A recent survey by Touchpaper found that 82 per cent of IT professionals felt that their inability to demonstrate how technology contributes to business success reduced their budget and engendered a poor internal perception. Nearly 75 per cent said the inability to show business value was hindering their influence in the boardroom.
Less than half of respondents said they had key performance indicators (KPIs) in place to measure how IT can support business objectives. But Mike Stops, global service centre development manager at glass maker Pilkington, argued KPIs alone will not solve IT managers’ problems.
“You have to be really careful and select secondary or even tertiary measures to ensure you’re actually doing it to improve quality and not measuring for measuring’s sake,” Stops added.

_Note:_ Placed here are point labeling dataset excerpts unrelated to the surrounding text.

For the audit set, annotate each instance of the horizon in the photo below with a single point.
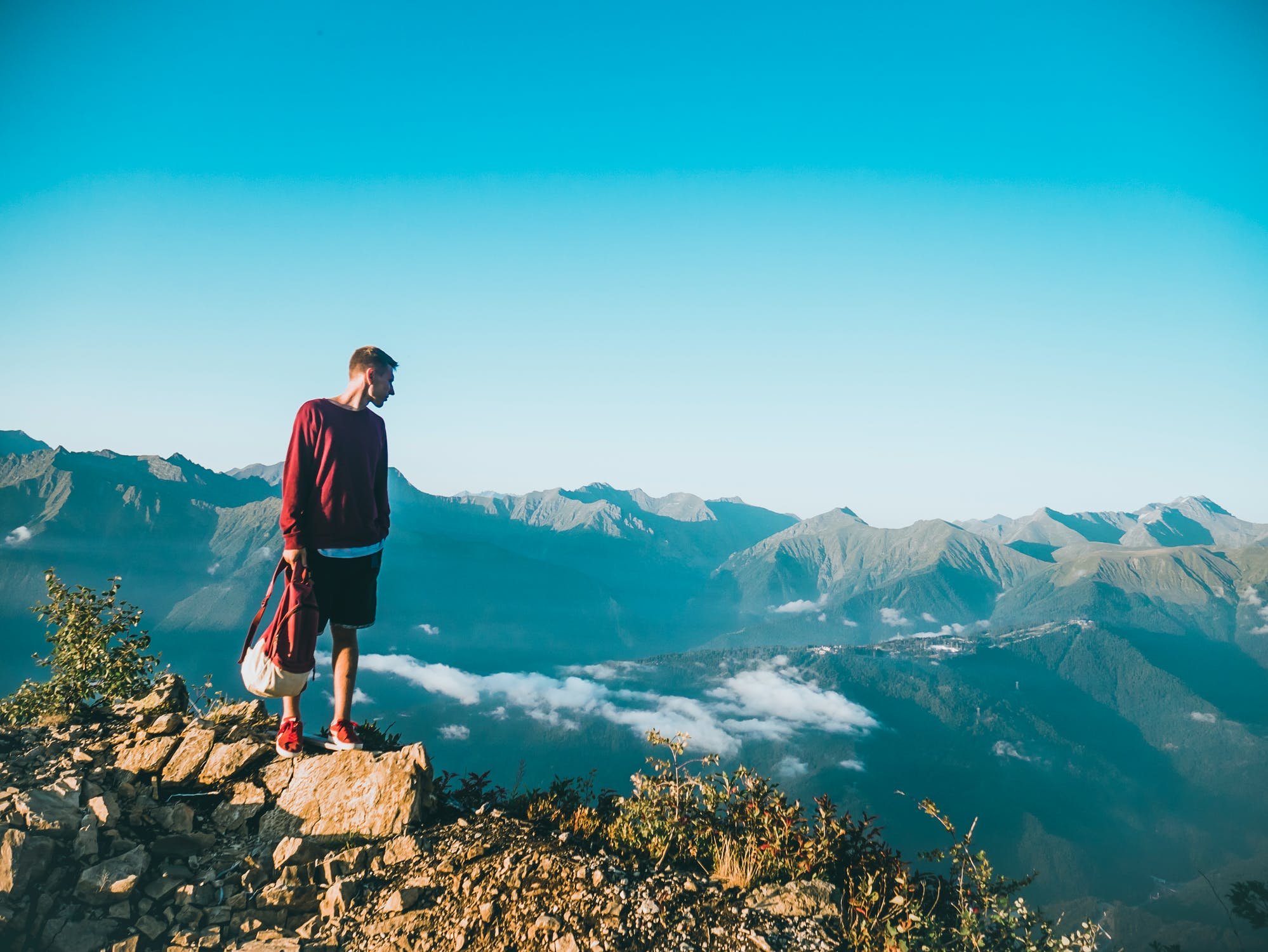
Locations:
(802, 517)
(953, 260)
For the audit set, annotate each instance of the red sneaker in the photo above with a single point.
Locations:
(291, 738)
(344, 737)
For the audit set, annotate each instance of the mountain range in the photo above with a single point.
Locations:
(600, 572)
(1092, 684)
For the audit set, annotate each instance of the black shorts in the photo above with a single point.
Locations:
(347, 590)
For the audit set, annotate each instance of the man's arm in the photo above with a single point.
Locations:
(297, 478)
(381, 487)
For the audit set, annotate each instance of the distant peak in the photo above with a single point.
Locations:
(1205, 502)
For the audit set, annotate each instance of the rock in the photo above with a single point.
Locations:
(294, 851)
(105, 809)
(150, 927)
(53, 809)
(166, 724)
(227, 760)
(114, 879)
(183, 845)
(347, 863)
(253, 711)
(146, 757)
(24, 859)
(402, 850)
(296, 899)
(175, 818)
(380, 795)
(796, 899)
(85, 841)
(338, 899)
(245, 802)
(402, 899)
(184, 765)
(277, 775)
(545, 925)
(84, 936)
(169, 696)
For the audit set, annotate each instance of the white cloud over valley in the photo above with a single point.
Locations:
(18, 536)
(771, 701)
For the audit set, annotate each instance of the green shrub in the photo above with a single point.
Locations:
(1250, 901)
(98, 654)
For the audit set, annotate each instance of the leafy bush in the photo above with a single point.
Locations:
(1250, 901)
(98, 654)
(743, 831)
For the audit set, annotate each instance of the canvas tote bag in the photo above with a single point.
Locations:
(282, 661)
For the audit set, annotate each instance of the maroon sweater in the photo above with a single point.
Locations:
(335, 479)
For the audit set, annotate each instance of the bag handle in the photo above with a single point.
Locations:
(259, 615)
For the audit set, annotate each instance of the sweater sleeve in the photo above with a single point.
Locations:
(298, 475)
(381, 487)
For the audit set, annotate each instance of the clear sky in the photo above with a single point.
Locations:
(915, 259)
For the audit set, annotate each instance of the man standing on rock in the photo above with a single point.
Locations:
(335, 519)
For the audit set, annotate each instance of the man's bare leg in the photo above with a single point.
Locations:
(291, 708)
(344, 653)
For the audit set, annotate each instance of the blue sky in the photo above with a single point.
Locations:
(911, 259)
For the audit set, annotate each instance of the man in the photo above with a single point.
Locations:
(335, 519)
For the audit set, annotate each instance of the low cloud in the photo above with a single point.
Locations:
(893, 618)
(785, 695)
(18, 536)
(800, 606)
(772, 701)
(608, 671)
(790, 767)
(1003, 748)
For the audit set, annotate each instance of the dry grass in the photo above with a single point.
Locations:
(736, 865)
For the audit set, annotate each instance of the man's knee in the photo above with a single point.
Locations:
(343, 637)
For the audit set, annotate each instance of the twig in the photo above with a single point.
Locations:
(1227, 912)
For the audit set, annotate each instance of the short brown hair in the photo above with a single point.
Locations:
(367, 358)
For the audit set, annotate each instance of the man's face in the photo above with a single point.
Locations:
(381, 385)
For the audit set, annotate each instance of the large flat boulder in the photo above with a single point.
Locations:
(23, 860)
(53, 809)
(195, 744)
(357, 793)
(147, 756)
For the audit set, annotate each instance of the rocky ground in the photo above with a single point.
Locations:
(150, 828)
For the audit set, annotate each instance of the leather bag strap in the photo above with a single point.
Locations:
(255, 621)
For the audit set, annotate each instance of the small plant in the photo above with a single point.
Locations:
(1250, 899)
(204, 700)
(473, 791)
(983, 911)
(376, 738)
(98, 654)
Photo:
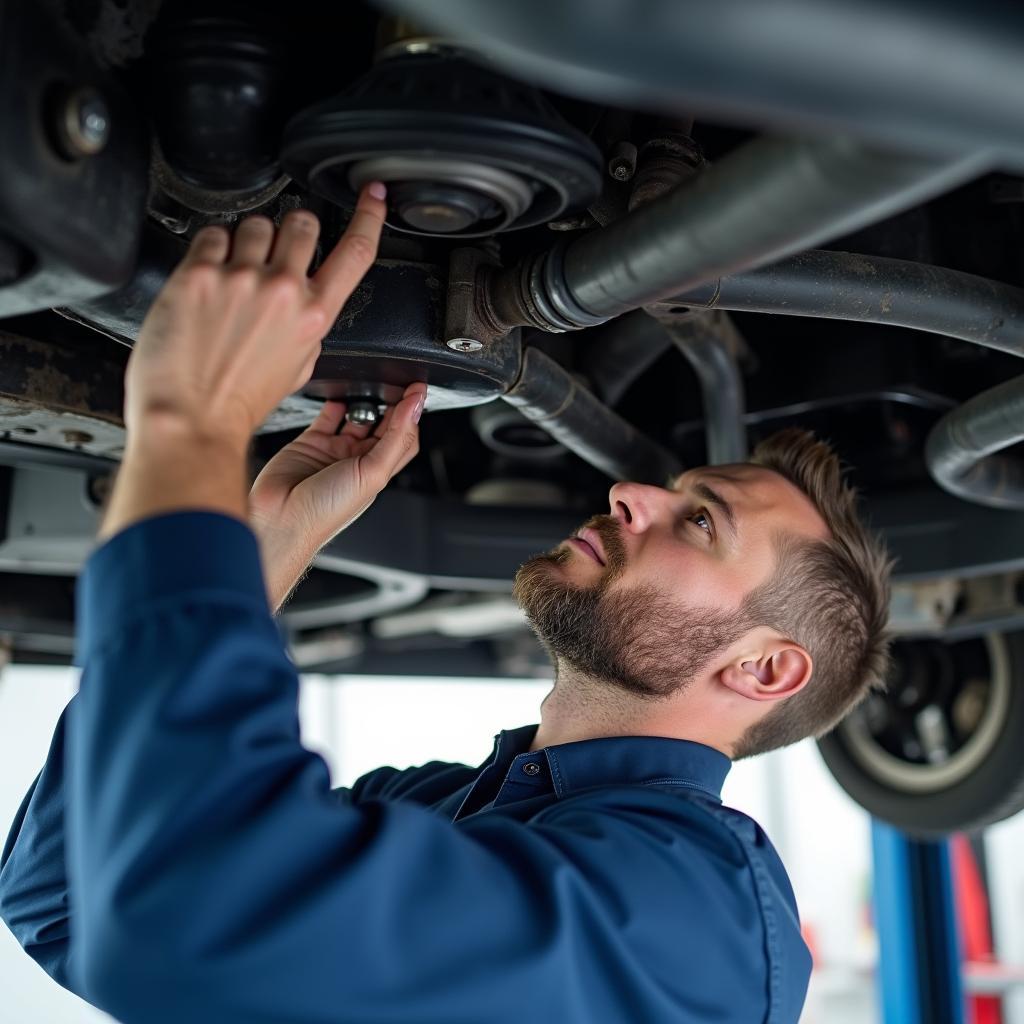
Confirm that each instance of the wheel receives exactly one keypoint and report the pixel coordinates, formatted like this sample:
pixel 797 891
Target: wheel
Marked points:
pixel 941 751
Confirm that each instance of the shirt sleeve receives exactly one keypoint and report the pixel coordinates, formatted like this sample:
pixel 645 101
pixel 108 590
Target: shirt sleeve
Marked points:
pixel 216 880
pixel 34 900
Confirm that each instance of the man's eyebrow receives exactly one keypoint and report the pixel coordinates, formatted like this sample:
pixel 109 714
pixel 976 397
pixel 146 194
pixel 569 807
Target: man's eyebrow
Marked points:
pixel 714 498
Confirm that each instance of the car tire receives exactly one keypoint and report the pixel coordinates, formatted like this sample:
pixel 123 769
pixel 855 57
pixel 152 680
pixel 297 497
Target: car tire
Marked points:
pixel 981 779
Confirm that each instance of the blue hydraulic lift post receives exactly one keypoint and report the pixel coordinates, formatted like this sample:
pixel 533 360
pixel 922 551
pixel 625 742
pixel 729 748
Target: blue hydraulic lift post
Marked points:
pixel 920 975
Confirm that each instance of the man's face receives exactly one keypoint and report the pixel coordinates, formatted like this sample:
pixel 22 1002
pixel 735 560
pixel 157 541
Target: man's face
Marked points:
pixel 647 595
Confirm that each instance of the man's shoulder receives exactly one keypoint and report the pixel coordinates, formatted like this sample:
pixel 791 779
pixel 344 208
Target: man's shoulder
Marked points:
pixel 426 783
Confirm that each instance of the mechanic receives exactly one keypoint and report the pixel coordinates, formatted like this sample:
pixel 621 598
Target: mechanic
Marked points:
pixel 587 871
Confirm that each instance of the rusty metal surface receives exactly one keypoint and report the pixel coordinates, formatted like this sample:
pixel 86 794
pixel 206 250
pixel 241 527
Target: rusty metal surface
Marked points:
pixel 68 395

Chris Robinson, IT director of construction giant Davis Langdon, argued that balanced scorecards have helped him measure and make a case for IT’s contribution to the business. “They help to measure the tangible numbers against the less tangible, such as ‘How do my customers feel about this?’” he said.
In addition to measuring IT performance, Stops recommended IT directors
“build a legend” by highlighting their IT success stories, to gain influence in
the boardroom.
“If you can demonstrate business leadership, people will talk to you round the
table. But if talk about technology you’ll probably [lose their attention],”
Stops argued. “Most chief information officers should be thinking about
influence when people see you as a safe pair of hands who can get the job done
outside your remit, you’ll get respect.”
Robinson added that senior IT decision makers can often lose touch with emerging technologies that might give the business a competitive advantage and reflect well on IT, so regular dialogue with the rest of the IT staff is essential.
At a separate user event hosted by IT service management (ITSM) tools vendor Axios Systems, delegates debated how a service-centric approach to IT delivery could help to bridge divisions between IT and the business.
Dave Rawcliffe, IT service delivery manager at insurers NFU Mutual, argued that a service management approach ensures users get what they actually need, rather than what IT thinks they need. He added that the firm’s service desk generates reports and feedback forms to enable the team to demonstrate its value to senior management.
“The service desk enables the IT department to stay close to customers within the business,” Rawcliffe explained. “NFU Mutual’s business model was based on the philosophy of staying close to our customers and we extended that to our internal customers.”